Geoff Mulgan joins Demos Helsinki as a Fellow: “We need social imagination to come out of this crisis”

UCL Professor and former Chief Executive of Nesta, Geoff Mulgan, joins Demos Helsinki as a Fellow. Working together with world-leading thinkers is one of the many ways in which Demos Helsinki drives its mission: rethinking society of the post-industrial era. One example is UNTITLED initiative, a 10-year process of social imagination and experimentation to bring out the next era, launched together with the global Alliance across sectors.

– I have been coming to Finland for 20 years. Throughout that period, Demos Helsinki has been showing up as the place doing some of the most interesting, future-oriented, creative imagining about the future. It seemed more and more natural that I would have some role with Demos Helsinki, Geoff Mulgan says.

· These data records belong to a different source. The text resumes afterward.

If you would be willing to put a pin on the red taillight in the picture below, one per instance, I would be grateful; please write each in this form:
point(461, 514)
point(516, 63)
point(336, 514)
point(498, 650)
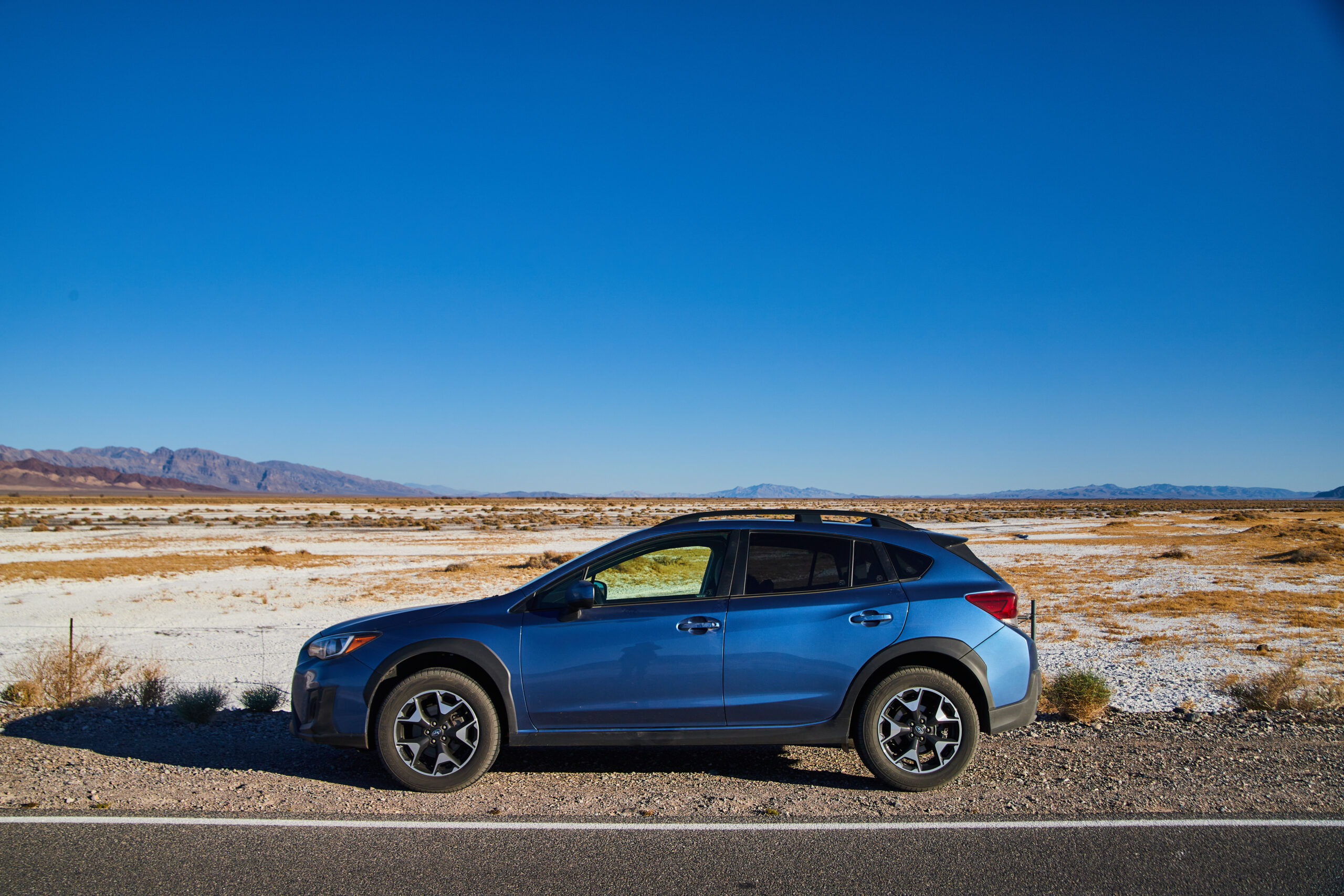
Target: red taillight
point(1002, 605)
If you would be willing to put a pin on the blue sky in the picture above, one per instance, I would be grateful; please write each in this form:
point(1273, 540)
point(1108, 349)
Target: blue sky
point(872, 248)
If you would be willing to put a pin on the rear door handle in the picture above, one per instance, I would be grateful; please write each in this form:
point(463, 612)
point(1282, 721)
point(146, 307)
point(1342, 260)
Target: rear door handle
point(870, 618)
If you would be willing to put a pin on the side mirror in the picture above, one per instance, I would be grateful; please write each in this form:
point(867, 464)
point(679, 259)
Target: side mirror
point(580, 597)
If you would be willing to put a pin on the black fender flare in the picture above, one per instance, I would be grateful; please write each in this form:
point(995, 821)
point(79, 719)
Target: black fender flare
point(466, 648)
point(960, 652)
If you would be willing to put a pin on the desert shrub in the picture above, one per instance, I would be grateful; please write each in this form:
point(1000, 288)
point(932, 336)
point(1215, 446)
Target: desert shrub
point(1077, 693)
point(151, 687)
point(68, 675)
point(261, 698)
point(200, 704)
point(23, 693)
point(1285, 687)
point(548, 561)
point(1307, 555)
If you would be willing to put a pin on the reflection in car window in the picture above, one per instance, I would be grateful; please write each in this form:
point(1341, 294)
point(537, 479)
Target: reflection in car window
point(867, 567)
point(685, 567)
point(785, 562)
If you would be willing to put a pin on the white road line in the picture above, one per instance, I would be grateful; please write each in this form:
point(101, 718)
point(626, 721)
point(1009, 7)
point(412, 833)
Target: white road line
point(674, 827)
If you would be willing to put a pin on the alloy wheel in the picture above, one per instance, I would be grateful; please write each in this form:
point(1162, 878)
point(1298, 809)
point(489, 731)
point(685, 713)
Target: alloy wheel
point(436, 733)
point(920, 730)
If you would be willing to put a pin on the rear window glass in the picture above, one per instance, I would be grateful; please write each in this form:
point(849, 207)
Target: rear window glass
point(785, 562)
point(909, 565)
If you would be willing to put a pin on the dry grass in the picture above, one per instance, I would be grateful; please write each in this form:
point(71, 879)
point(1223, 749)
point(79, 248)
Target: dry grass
point(200, 704)
point(64, 675)
point(548, 561)
point(94, 568)
point(1081, 695)
point(1288, 687)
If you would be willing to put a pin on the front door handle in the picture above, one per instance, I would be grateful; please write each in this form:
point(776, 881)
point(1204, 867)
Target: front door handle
point(699, 625)
point(870, 618)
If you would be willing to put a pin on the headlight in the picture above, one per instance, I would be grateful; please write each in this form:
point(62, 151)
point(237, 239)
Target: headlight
point(338, 645)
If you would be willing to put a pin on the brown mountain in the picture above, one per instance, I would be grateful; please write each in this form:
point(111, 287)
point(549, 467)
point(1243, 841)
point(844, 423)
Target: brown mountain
point(34, 475)
point(221, 471)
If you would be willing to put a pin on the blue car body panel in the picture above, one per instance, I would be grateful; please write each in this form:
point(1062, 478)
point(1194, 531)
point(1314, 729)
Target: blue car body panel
point(624, 667)
point(791, 657)
point(1007, 655)
point(784, 667)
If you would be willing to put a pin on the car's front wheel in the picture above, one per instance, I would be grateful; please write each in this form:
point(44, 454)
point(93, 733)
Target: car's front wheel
point(918, 730)
point(437, 731)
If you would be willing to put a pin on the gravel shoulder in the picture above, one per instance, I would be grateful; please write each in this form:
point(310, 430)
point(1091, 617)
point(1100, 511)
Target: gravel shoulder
point(148, 762)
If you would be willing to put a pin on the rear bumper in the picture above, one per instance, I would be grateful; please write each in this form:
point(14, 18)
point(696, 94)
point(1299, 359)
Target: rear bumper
point(1015, 715)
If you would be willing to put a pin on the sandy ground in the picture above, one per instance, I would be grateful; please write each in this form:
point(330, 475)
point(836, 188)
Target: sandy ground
point(183, 583)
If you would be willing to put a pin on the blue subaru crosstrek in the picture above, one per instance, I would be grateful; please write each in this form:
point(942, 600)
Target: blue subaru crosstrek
point(721, 628)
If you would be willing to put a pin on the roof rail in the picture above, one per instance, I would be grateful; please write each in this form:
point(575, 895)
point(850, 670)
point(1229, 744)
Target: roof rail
point(810, 515)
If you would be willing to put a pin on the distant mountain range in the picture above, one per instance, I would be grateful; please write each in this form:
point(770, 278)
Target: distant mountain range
point(764, 491)
point(201, 469)
point(1159, 491)
point(212, 468)
point(791, 492)
point(34, 475)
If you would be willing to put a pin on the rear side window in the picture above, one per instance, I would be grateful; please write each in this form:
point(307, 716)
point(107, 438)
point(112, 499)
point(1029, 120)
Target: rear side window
point(867, 565)
point(909, 565)
point(785, 562)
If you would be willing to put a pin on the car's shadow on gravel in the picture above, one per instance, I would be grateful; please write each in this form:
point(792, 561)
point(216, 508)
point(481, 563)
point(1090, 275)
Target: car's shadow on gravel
point(234, 741)
point(239, 741)
point(772, 765)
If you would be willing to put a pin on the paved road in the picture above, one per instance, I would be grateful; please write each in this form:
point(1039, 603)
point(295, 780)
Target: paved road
point(258, 861)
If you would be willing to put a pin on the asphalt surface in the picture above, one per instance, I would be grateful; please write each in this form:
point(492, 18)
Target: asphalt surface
point(260, 861)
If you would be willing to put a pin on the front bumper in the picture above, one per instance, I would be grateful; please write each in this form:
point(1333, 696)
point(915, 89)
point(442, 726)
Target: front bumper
point(327, 703)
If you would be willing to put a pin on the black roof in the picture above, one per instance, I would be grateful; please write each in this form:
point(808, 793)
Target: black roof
point(810, 515)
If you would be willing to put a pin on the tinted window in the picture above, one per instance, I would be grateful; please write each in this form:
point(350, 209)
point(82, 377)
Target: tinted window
point(685, 567)
point(909, 565)
point(784, 562)
point(867, 566)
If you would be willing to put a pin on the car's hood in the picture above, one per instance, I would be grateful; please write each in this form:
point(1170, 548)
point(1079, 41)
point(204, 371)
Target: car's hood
point(411, 616)
point(371, 623)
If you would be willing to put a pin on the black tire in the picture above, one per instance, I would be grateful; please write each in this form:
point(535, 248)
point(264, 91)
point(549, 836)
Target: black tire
point(412, 733)
point(913, 750)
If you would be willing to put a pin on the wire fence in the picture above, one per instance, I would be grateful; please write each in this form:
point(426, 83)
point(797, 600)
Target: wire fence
point(193, 655)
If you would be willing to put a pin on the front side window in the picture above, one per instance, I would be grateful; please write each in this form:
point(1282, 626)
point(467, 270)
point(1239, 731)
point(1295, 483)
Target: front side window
point(786, 562)
point(683, 567)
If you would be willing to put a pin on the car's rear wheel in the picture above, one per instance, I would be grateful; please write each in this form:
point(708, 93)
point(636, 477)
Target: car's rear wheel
point(918, 730)
point(437, 731)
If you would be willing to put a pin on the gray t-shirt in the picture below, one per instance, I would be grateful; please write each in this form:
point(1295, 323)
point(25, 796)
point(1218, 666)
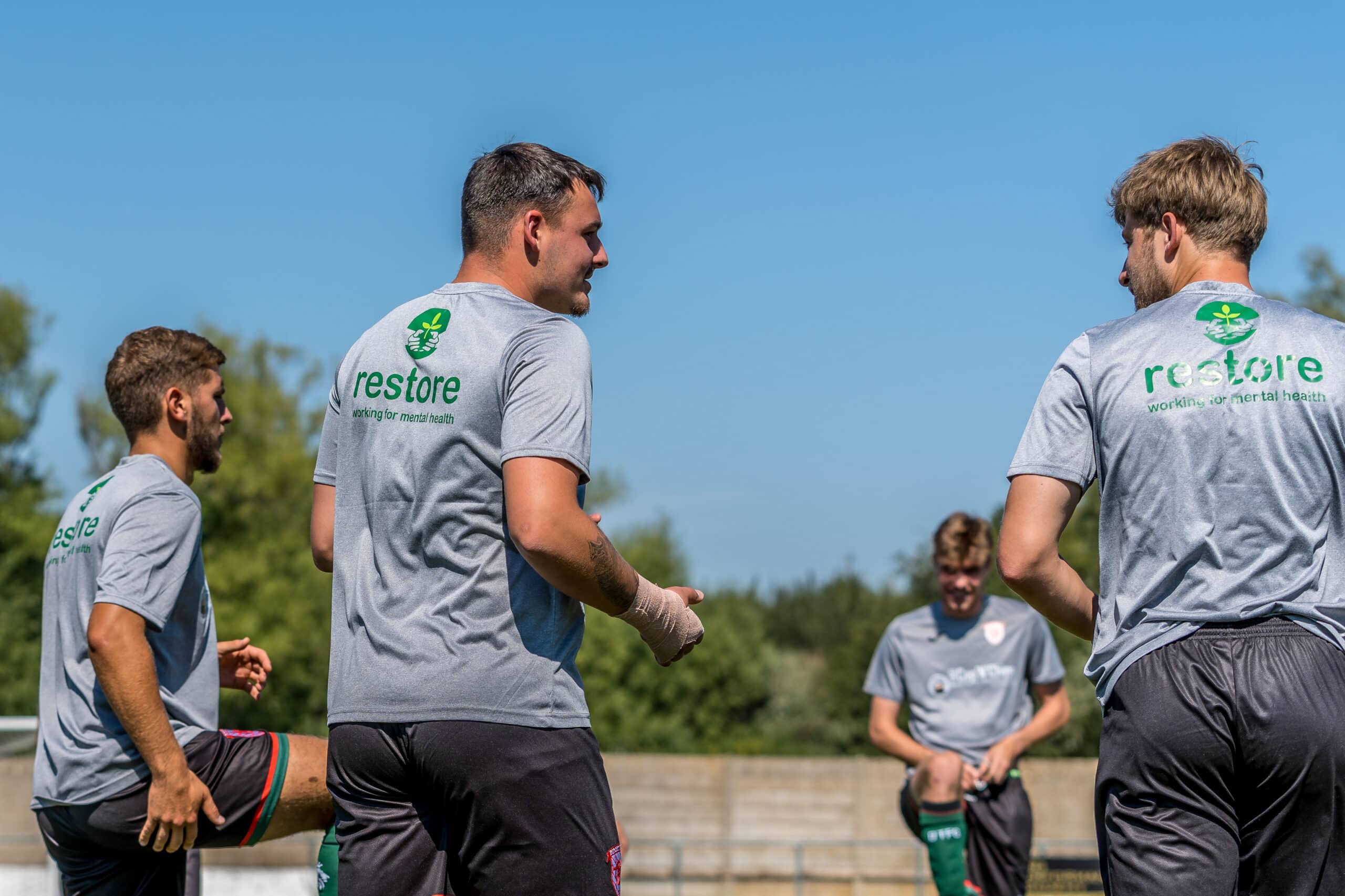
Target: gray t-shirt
point(967, 681)
point(435, 612)
point(132, 538)
point(1215, 434)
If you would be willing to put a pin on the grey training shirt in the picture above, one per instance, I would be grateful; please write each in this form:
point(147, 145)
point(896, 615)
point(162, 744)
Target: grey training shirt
point(966, 680)
point(435, 612)
point(1215, 432)
point(132, 538)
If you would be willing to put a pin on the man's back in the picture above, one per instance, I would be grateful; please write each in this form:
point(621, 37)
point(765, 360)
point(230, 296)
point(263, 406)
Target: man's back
point(435, 614)
point(132, 538)
point(1219, 454)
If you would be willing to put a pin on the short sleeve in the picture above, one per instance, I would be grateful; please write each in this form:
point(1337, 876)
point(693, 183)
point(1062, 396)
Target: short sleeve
point(1044, 664)
point(1059, 439)
point(325, 471)
point(884, 679)
point(148, 556)
point(548, 394)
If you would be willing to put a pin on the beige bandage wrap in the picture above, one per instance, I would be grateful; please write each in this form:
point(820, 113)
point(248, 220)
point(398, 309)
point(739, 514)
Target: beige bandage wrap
point(664, 621)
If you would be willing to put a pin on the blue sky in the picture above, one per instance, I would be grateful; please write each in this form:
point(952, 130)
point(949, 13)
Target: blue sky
point(848, 240)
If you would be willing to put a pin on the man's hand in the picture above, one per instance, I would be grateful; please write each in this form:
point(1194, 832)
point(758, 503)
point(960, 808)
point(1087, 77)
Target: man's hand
point(969, 778)
point(997, 762)
point(175, 801)
point(243, 666)
point(690, 597)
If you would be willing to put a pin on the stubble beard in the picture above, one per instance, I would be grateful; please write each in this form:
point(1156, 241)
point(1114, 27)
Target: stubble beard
point(1147, 283)
point(203, 452)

Demos Helsinki’s first collaboration with Geoff Mulgan is a paper on the deficit of social imagination in our societies. We find it easy to imagine apocalypse and disaster; or to imagine new generations of technology. However, we find it much harder to imagine a better society a generation or more into the future.

– We’ve known Geoff and followed his work for a long time, and I’m very happy for the chance to work more closely together. Demos Helsinki is continuously seeking for new models and routes to societal change. Social imagination is a great example of how we can find hope during times of extreme uncertainty, says Juha Leppänen, Chief Executive of Demos Helsinki. 

We find it easy to imagine the apocalypse and disaster, but much harder to imagine a better society.

The paper looks at what we can learn from the past: from utopias, political programmes, science fiction, generative ideas, and also the methods we could be using to accelerate our collective ability to imagine. 

– We are at a time of extraordinary crisis across the world as we deal with COVID-19, a crisis that is urgent and challenging. The profoundness of the crisis requires us to simultaneously focus on short term reactions and think what we might do as we begin to come out of the crisis, Mulgan says.

The paper’s aim is also to feed into the UNTITLED initiative’s 10-year process of social imagination and experimentation, helping the whole collective to think in fresh ways about social change.

– To fuel social imagination, we need to engage the many institutions that could be supporting it: research funders, foundations, universities, companies and governments. We need to remember the promise of reviving shared social imagination: that communities can once again become heroes in their history rather than only observers, Mulgan says.